Goals not own goals!

We are almost at the end of the month of setting goals. We only have 11 months left of this year!


So why is it so damn hard to stick to the goals we set only a few weeks back?
In the movie ‘Ice Age’ Scrat runs around like a headless chicken. Darting this way and that. Seeming to be able to focused on something for a very short time. Only to be distracted by the next shiny object of desire.
He seems to lack a common thread that holds his actions together.

Let’s imagine that we are taking on a big fitness goal. Let’s call that Ironman.
It is totally admirable to do an Ironman. And there is nothing wrong with doing and training for that. However what often happens is that after the event we drop into slump and a deep hole until the next shiny object of desire draws us closer.
Let’s imagine my vision is to get fitter and I then choose to do an Ironman event. This underlying vision will inform how I go about pursuing my goal. The Ironman then becomes a station along the way as opposed to the end of the tracks.

It seems better to me to find that common thread of what we are actually trying to achieve rather being distracted by the shiny distractions along the way.

Let’s imagine two scenarios:
I want to do the fastest Ironman that I am capable of.
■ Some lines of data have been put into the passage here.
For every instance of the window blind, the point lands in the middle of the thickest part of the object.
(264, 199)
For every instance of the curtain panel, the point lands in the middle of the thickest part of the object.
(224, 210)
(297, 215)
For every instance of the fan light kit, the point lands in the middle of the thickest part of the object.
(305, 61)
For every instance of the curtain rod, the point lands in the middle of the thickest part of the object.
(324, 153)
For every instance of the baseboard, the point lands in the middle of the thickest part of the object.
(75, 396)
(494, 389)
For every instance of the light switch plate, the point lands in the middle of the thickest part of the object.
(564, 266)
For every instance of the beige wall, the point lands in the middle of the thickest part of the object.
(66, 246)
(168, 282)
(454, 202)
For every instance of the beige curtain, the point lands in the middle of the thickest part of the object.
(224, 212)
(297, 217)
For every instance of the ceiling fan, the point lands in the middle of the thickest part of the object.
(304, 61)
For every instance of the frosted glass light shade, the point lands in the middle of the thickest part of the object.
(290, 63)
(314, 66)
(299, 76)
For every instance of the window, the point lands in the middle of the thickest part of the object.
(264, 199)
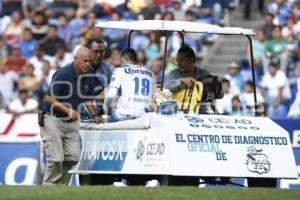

This might mean that I take a step back and work on my swimming. The new technique will slow me down in the short term and it might take several years to surpass my current speed. I might experiment with nutrition finding what works for me. This might take a few tries. The individual event becomes a milestone along the long term path. I may even spend a large amount of money on a bike that shaves seconds off my overall speed. My overall goal is to get fast remember!

Or I might want to improve my overall health. That would then inform how I tackle the event. My focus would then not be on the finishing time but on how to complete the race healthier than when I started training. Maybe the fast bike would hold less interest but recovery and getting stronger and fitter overall. A completely different approach. Also afterwards I might continue my journey by taking up some strength training as that might be lacking. It is not something completely new. Then strength training and the IM all just become pieces in my puzzle.

My point is it is not about the end goal or summit. That is just a station along the journey. When we forget that we become distracted by other’s objects of desire. I might see a shiny bike and spend money on that rather than look at my overall fitness.

Simply put: don’t get distracted.
Stay your path.

“I hate my job” – and other lies

We have all heard versions of the above quote. Followed by a resigned sigh. And then acknowledgement from whoever is listening. We have probably said it more than once ourselves!

The truth is that there are always things we have to do that might be less enjoyable in themselves. And here is the point. Why do them?

Let’s say I do really hate cleaning toilets and it is the only job I have. In fact it is the worst job in the world. On top of that I get paid the lowest salary imaginable.  I still have choice. I can either leave the job and have no income. Arguably that would be worse than cleaning toilets. Or I can make the best of it knowing that at least I have some positive (the meagre income) coming from my work.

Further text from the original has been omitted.